Persuasion is not just another buzzword. It's a living force that has the power to change people's lives. However, most people either don't understand its full potential or perceive it as something negative. 

The truth is that persuasion comes in many forms. It's a powerful weapon - the outcome depends on how you're going to use it. 

Good vs. Bad Persuasion 

Just like beauty, persuasion is a relative concept. When used correctly, it can turn prospects into customers, give businesses a competitive edge, and even saves lives. Sometimes, people take things too far and end up manipulating others. 

There is a fine line between persuasion and manipulation. Let's say a salesman comes at your door and tries to sell you a new vacuum cleaner. He claims that the product is energy efficient and uses 80 percent less electricity compared to other similar appliances. His statements are backed up by facts. 

If you buy the vacuum cleaner, both you and the salesman will benefit from it. That’s a good example of persuasion used correctly. 

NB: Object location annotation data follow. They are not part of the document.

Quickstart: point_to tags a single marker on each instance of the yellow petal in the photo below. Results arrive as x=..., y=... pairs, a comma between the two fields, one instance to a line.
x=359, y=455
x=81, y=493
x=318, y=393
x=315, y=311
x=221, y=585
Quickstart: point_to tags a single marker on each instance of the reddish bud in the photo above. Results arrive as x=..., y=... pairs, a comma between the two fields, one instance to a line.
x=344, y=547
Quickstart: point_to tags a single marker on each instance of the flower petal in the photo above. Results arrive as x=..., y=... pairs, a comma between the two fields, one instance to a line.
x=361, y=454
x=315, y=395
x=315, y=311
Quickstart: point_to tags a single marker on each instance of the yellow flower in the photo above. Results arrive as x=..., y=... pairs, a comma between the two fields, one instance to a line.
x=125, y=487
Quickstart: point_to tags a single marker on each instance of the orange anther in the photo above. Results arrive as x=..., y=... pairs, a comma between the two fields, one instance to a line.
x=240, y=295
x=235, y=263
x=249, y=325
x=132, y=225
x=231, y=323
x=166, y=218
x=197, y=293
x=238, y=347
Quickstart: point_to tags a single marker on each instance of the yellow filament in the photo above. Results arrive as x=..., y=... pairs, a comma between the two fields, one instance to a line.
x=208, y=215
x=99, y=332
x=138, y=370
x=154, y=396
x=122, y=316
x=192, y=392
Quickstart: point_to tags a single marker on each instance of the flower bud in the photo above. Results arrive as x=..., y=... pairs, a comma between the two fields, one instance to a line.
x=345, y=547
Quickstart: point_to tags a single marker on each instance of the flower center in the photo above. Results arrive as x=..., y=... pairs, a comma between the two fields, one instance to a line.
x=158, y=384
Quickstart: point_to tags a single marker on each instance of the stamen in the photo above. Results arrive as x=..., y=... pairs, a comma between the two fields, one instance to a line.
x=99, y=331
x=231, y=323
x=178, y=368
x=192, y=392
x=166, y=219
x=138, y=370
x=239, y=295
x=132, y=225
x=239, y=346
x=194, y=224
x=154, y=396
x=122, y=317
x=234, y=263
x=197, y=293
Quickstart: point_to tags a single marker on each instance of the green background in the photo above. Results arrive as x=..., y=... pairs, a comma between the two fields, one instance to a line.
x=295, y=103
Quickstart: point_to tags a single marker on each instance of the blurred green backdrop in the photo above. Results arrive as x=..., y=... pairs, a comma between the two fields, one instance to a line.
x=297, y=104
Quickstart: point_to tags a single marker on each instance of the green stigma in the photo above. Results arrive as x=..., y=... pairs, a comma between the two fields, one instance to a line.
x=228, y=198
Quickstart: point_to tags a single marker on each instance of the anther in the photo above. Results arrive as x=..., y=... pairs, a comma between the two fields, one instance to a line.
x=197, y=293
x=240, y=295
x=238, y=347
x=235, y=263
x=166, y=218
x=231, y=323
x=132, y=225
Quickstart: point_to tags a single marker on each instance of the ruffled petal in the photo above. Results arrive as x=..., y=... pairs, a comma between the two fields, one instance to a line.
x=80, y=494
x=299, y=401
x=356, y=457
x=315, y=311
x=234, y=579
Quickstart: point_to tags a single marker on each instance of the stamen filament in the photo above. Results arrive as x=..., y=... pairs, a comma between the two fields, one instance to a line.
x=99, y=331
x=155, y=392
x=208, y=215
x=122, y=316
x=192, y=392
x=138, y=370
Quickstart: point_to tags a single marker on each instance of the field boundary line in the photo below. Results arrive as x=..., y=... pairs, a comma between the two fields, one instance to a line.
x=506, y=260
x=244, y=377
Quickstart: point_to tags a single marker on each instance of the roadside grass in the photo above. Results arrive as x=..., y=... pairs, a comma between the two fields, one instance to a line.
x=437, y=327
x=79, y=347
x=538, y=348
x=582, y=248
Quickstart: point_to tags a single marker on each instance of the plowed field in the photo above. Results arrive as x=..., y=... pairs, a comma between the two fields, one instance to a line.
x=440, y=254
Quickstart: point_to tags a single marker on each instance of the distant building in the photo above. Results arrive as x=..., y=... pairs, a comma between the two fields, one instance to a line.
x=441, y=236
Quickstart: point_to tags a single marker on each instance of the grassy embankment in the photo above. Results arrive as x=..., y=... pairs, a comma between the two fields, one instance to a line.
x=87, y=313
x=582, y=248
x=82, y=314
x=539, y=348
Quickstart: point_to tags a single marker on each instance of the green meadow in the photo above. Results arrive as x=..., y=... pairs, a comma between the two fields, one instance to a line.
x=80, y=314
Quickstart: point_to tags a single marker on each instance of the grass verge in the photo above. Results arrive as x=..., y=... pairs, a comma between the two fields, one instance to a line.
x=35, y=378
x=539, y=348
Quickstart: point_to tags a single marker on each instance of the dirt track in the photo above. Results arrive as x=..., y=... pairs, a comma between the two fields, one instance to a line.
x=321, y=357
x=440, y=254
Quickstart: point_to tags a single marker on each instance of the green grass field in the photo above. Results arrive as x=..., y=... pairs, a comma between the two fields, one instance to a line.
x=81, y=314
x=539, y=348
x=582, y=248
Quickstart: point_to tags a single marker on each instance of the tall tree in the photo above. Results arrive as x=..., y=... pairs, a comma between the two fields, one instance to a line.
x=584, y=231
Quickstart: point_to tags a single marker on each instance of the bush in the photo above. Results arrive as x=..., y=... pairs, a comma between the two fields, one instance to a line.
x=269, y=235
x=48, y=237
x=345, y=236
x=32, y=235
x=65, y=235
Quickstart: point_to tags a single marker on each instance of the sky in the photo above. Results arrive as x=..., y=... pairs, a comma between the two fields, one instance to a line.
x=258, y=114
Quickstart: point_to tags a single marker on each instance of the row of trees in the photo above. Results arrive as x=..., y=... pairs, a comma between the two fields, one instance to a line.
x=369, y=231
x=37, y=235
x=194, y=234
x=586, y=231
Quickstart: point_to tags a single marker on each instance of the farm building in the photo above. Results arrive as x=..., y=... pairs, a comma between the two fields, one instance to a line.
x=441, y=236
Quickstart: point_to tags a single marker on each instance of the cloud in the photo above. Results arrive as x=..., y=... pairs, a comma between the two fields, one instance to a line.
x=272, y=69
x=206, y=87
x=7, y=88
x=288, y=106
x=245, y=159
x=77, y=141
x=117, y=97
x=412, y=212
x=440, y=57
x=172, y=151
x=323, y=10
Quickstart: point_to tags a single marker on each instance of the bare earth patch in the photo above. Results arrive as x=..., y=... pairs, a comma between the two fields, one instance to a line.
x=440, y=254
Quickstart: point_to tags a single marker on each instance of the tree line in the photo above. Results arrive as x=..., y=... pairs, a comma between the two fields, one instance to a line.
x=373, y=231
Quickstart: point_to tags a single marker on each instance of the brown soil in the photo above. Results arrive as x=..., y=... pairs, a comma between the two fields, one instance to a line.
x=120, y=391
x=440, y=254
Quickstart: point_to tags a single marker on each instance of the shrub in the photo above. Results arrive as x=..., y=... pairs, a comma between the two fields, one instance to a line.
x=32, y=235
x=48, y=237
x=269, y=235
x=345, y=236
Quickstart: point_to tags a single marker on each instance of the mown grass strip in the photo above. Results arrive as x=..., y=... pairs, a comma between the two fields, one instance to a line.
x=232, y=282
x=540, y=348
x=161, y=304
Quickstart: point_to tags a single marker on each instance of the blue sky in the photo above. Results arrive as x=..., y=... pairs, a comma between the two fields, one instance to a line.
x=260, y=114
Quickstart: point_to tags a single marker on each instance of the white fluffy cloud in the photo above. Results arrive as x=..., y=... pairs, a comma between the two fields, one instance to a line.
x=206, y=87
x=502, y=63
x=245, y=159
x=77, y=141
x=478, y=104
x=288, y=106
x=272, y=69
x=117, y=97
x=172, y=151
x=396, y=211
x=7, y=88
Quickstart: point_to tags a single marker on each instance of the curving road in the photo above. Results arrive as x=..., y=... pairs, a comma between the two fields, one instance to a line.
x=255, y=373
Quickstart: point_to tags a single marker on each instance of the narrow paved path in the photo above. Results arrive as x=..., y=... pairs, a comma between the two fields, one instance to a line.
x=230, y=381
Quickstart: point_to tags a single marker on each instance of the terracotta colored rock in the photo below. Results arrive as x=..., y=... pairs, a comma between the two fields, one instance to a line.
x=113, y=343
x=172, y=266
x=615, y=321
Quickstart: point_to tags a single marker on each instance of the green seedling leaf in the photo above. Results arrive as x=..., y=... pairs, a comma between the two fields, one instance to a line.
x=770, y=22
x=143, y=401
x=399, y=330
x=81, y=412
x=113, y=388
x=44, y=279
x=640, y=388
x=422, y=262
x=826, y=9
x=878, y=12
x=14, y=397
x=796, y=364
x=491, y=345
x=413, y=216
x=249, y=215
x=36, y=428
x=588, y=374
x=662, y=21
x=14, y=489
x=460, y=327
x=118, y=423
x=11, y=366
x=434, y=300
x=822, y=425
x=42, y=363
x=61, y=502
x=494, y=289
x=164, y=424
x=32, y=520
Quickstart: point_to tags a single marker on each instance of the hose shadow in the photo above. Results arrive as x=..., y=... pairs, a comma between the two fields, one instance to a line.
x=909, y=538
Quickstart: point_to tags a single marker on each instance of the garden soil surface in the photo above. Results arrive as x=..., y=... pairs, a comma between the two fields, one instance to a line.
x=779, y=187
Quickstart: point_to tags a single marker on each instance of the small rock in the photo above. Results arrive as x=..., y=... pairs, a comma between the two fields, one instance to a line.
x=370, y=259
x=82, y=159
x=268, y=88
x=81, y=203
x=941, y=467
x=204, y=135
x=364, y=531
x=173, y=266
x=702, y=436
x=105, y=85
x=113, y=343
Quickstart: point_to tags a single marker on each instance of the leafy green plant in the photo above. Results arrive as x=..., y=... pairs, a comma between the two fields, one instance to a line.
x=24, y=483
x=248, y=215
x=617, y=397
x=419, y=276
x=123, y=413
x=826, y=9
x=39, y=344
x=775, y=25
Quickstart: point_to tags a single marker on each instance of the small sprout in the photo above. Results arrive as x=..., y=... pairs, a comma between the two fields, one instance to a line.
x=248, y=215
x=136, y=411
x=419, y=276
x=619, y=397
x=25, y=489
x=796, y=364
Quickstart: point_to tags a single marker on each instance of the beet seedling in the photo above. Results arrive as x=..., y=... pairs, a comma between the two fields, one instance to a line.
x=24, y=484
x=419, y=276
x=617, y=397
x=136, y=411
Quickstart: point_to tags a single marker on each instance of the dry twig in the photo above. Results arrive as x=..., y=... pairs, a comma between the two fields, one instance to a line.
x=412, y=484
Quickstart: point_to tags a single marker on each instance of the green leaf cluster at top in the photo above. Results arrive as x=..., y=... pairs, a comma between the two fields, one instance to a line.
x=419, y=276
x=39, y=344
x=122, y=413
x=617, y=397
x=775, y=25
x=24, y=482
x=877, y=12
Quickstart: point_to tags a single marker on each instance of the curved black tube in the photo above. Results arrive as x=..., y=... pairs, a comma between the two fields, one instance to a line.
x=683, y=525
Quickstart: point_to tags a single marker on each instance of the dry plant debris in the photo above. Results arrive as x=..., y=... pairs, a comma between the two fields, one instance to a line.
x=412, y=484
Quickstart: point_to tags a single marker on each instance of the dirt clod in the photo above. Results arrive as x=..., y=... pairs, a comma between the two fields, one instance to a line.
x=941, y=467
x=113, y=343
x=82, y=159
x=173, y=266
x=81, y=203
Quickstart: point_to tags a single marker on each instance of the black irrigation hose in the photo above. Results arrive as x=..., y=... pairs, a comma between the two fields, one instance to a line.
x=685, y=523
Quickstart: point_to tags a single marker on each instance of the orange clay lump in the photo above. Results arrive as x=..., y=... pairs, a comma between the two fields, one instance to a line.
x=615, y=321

Now imagine the following scenario: a salesman tries to entice you into a buying a new diet pill. His statements lack any scientific background. He's just pushing the product and keeps pressuring you. 

In this case, we're talking about manipulation. If you buy the pills, you'll lose money and even ruin your health. The salesman, on the other hand, will earn a commission and increase his revenue. 

Manipulation revolves around self-interest. On the other hand, persuasion relies on integrity and so it’s a win-win for both parties.  

What Does It Mean to Be Persuasive?

A persuasive person can convince others to believe something or perform an action to their benefit. This skill set is necessary for managers, leaders, parents, and well, everyone. You might try to persuade your child to do his homework, convince a friend to start his own business or get your customers to recommend your brand to others. There's nothing wrong with that. 

The key to effective persuasion is to provide something of value and skillfully describe the logic and benefits of what you offer. 

Back up your claims with hard facts. Turn objections into strengths. Show people how their lives will improve once they embrace your ideas or start to use your products. Be honest and transparent. 

Persuasion is always possible. It all comes down to how you're going to use the power you have on others.